The former Congress chief said that Indira Gandhi’s stewardship of India also saw the enactment and implementation of the National Health Policy, 1983, which laid the foundations for a more comprehensive and accessible health system.
“It brought together promotive, preventive and curative health services and a vital expansion of rural health outreach,” she said.
Referring to the COVID pandemic, Sonia Gandhi said, “It was the most devastating event that we have witnessed this century.”
Lauding the role of doctors, paramedics and others, she said, “They battled a disease of which nothing was known, a virus that respected no boundaries, that afflicted both patient and doctor, that harmed the sick and the nurse, the paramedic and even those that guarded, supplied and managed our hospitals.”

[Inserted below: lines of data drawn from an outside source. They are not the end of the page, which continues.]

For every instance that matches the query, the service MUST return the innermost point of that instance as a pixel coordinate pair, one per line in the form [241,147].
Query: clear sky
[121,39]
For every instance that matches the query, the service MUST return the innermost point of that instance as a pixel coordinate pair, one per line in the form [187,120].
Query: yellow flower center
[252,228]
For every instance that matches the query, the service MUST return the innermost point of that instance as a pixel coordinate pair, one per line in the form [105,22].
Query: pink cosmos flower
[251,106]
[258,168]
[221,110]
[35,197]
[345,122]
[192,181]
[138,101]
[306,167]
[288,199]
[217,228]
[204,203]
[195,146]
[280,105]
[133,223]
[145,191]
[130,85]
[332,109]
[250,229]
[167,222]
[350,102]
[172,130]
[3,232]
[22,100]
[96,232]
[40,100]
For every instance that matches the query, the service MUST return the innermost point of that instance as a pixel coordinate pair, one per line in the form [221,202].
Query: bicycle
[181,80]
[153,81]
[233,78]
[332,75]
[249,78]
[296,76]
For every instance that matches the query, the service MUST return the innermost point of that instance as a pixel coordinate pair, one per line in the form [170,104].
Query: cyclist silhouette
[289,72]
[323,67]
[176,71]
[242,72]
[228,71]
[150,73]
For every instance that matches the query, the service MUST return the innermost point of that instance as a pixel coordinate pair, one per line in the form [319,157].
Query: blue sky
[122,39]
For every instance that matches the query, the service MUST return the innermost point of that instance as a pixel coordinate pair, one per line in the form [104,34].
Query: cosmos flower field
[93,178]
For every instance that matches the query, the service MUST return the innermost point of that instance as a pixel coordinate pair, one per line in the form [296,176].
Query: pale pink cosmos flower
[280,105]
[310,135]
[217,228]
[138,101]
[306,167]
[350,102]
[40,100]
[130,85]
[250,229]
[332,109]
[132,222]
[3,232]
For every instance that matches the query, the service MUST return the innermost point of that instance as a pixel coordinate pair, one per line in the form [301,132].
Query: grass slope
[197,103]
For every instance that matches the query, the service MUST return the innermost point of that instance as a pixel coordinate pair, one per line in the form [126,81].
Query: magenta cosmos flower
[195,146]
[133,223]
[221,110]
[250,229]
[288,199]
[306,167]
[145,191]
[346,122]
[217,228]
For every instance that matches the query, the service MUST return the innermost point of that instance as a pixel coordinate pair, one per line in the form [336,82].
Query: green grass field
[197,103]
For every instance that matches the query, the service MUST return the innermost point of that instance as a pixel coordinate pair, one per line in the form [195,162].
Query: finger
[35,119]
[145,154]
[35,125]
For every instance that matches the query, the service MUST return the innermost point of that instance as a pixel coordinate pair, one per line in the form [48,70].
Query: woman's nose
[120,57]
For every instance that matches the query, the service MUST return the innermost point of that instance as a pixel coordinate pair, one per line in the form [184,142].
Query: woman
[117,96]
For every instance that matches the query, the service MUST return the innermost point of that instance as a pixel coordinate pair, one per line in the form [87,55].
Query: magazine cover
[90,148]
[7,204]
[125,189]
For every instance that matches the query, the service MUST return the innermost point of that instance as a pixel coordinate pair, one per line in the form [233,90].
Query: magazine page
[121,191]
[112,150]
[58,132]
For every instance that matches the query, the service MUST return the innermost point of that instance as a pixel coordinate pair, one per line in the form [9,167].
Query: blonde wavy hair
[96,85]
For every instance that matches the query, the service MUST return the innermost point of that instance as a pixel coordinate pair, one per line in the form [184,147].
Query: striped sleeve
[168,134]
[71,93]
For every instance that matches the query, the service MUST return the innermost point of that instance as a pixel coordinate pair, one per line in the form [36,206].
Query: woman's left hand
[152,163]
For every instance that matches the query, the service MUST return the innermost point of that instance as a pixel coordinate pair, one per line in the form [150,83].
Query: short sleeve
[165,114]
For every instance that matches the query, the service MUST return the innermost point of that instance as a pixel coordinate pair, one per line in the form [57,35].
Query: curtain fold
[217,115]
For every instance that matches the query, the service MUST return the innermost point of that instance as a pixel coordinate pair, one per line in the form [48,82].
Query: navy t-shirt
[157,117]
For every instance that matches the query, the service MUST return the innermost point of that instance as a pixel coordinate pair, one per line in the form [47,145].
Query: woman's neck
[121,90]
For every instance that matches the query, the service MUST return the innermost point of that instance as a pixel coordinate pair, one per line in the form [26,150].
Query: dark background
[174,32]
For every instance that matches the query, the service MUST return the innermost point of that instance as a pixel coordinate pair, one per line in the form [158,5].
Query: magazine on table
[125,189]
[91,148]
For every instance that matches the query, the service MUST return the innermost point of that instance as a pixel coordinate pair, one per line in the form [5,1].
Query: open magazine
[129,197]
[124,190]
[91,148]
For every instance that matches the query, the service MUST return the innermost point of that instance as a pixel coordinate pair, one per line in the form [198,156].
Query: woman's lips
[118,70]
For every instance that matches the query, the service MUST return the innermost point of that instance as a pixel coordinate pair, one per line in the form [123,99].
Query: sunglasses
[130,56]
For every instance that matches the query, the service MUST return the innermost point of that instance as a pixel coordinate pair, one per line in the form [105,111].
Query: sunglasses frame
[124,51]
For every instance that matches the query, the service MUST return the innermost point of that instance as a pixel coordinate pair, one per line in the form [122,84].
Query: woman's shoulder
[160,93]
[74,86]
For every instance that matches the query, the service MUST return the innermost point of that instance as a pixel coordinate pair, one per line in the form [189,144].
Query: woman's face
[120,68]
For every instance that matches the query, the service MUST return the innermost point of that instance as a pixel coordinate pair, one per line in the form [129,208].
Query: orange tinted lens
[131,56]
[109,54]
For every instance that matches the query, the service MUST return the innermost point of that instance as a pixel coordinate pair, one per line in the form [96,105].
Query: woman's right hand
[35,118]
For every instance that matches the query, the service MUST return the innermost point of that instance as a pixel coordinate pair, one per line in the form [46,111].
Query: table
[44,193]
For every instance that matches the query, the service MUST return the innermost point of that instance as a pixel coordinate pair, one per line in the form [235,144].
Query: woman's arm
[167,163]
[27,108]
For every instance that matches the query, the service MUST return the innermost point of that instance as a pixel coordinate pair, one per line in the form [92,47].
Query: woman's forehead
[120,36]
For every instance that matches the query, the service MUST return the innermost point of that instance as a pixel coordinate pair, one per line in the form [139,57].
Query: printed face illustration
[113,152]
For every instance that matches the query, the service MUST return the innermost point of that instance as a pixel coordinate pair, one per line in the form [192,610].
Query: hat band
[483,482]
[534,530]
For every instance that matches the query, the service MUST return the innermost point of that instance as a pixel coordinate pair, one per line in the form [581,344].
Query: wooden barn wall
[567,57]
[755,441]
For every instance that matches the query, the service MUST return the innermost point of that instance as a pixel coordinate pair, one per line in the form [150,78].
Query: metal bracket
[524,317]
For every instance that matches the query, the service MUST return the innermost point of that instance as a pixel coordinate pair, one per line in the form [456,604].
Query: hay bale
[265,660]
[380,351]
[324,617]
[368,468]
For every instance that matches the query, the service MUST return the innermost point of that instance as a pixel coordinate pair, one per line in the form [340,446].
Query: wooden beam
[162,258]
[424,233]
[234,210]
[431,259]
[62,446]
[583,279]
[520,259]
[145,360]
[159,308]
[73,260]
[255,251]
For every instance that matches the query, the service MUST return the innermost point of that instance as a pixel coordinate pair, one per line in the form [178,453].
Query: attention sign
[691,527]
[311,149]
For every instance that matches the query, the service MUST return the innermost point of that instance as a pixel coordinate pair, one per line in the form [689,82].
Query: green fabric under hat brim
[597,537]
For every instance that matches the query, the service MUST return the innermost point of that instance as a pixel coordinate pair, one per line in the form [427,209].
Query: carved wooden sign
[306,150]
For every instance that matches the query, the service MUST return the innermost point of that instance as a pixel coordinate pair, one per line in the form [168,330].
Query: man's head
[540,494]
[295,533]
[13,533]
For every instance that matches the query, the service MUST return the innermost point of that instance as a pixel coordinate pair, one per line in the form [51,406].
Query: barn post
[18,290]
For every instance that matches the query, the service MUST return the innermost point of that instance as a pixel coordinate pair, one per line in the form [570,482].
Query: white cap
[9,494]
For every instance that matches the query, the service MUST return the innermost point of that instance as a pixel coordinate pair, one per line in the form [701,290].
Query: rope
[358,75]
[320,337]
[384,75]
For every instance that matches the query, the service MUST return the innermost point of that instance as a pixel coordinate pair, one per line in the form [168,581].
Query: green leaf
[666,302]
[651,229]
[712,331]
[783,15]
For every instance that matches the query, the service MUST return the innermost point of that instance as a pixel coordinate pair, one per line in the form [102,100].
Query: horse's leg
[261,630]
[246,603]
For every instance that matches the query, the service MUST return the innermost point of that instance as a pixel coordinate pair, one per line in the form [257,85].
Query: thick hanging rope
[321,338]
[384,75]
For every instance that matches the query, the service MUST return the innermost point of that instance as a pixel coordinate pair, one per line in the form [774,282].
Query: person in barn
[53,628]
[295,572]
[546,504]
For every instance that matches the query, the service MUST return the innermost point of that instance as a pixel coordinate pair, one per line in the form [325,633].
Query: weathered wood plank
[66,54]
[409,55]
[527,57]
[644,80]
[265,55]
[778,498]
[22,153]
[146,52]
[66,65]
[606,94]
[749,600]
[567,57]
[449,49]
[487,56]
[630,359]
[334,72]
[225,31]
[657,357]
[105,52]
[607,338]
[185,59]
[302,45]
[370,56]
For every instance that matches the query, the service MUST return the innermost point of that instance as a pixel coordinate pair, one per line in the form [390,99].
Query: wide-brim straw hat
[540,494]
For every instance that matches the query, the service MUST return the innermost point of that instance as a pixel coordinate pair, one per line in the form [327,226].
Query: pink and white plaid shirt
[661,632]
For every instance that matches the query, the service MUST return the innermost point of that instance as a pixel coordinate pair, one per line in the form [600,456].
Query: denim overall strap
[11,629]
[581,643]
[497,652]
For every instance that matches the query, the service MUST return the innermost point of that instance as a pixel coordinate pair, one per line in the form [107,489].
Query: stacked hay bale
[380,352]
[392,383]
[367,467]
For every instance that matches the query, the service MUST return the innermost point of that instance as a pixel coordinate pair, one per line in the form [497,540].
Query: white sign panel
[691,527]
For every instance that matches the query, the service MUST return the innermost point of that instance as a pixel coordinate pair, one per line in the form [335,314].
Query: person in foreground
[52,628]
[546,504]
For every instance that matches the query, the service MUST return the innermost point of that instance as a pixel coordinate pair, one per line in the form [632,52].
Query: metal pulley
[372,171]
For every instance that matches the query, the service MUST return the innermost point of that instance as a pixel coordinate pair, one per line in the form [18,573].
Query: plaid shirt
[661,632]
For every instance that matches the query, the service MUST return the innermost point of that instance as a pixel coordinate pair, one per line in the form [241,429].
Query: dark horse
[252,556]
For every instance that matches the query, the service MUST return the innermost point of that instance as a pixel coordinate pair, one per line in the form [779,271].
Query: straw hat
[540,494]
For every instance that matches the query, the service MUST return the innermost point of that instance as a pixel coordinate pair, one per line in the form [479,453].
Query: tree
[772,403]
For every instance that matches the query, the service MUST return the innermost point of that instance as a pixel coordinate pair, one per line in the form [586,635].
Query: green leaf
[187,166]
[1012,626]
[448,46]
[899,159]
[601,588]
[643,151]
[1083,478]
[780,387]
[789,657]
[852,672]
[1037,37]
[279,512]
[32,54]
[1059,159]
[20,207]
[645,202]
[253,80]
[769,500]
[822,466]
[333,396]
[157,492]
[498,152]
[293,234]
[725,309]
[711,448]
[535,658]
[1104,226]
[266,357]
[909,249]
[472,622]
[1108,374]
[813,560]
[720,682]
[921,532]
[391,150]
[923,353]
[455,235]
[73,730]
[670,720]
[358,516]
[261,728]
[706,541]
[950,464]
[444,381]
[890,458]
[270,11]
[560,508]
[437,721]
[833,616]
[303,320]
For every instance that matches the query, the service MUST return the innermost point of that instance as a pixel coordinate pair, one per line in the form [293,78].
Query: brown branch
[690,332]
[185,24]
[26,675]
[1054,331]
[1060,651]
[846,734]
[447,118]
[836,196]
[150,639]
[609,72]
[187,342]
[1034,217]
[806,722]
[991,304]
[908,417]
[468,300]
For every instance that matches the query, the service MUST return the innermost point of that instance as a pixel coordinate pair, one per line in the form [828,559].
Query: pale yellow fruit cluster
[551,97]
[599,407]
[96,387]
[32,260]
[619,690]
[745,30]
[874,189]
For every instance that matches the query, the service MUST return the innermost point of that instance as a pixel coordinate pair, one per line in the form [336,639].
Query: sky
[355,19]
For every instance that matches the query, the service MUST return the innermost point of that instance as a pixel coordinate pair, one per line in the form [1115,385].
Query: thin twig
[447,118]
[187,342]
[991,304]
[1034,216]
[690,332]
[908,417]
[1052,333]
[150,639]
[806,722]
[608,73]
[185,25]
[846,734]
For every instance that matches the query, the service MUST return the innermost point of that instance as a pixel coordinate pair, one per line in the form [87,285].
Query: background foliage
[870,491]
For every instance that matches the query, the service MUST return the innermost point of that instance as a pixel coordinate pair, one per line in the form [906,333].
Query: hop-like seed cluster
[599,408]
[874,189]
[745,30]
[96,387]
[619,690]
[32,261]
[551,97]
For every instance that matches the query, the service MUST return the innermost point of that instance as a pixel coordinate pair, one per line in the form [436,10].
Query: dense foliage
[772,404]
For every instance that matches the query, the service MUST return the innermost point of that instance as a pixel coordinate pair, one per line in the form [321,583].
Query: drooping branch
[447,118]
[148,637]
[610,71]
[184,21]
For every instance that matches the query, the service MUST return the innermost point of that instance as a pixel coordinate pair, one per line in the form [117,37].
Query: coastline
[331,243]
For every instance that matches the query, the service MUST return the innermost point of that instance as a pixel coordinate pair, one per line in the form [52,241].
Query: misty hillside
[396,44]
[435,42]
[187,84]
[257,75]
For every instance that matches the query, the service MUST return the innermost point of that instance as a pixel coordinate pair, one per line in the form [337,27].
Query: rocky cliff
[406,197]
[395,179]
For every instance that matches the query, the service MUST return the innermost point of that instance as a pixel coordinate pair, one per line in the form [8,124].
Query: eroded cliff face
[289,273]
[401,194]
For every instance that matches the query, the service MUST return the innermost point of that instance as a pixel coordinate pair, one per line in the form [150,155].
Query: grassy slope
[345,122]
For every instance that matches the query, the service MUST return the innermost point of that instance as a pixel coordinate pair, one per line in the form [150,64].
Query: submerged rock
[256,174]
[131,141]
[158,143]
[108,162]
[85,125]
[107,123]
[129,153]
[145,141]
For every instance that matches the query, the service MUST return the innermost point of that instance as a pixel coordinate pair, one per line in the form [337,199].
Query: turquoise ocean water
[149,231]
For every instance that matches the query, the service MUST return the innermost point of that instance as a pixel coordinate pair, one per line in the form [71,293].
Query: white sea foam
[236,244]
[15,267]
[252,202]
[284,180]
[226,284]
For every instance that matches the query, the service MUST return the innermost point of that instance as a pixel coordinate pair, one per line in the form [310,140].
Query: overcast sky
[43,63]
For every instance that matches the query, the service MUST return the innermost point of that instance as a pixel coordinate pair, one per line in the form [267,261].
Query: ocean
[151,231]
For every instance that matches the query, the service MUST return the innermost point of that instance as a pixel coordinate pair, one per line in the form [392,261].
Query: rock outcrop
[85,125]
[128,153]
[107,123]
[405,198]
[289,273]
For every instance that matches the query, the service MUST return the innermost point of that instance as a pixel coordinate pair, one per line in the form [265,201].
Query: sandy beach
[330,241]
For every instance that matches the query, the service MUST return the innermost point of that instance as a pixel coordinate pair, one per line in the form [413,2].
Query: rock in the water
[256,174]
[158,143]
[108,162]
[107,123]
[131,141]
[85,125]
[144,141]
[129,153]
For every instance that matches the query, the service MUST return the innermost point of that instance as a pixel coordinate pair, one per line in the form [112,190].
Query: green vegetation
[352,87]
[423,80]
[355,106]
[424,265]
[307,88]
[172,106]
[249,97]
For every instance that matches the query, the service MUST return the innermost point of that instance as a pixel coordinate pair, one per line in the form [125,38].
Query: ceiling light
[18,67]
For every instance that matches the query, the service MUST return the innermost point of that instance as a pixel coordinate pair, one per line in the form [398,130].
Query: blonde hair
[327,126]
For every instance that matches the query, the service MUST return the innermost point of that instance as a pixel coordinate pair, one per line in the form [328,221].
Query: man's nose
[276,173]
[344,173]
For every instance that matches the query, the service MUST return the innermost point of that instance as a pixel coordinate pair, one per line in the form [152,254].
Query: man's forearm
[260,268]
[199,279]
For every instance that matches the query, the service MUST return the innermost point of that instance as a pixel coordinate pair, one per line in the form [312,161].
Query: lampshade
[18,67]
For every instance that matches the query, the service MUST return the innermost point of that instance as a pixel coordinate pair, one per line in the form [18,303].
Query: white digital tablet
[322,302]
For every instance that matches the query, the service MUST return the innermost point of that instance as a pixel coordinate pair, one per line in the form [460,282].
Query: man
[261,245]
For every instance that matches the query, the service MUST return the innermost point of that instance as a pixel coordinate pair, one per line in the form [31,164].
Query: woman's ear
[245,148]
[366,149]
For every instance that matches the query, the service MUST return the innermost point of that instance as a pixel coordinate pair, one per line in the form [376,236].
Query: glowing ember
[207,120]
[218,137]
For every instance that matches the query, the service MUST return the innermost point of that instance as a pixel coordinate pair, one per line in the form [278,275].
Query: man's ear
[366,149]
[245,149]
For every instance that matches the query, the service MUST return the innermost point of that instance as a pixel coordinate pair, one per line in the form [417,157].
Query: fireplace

Yet, this community of people… rose to show the true essence of human resolve, tenacity, resilience and compassion, Sonia Gandhi noted.
Recalling the sacrifice of the medical community, she pointed out that “at enormous cost to themselves and their families, the medical fraternity worked unprecedented hours with little thought to their own welfare.”
“Exhausted, they fought the unknown enemy, for their fellow human beings, in a spirit of humanity rarely witnessed… These Covid warriors were all that really stood between this virus and the people,” she remarked.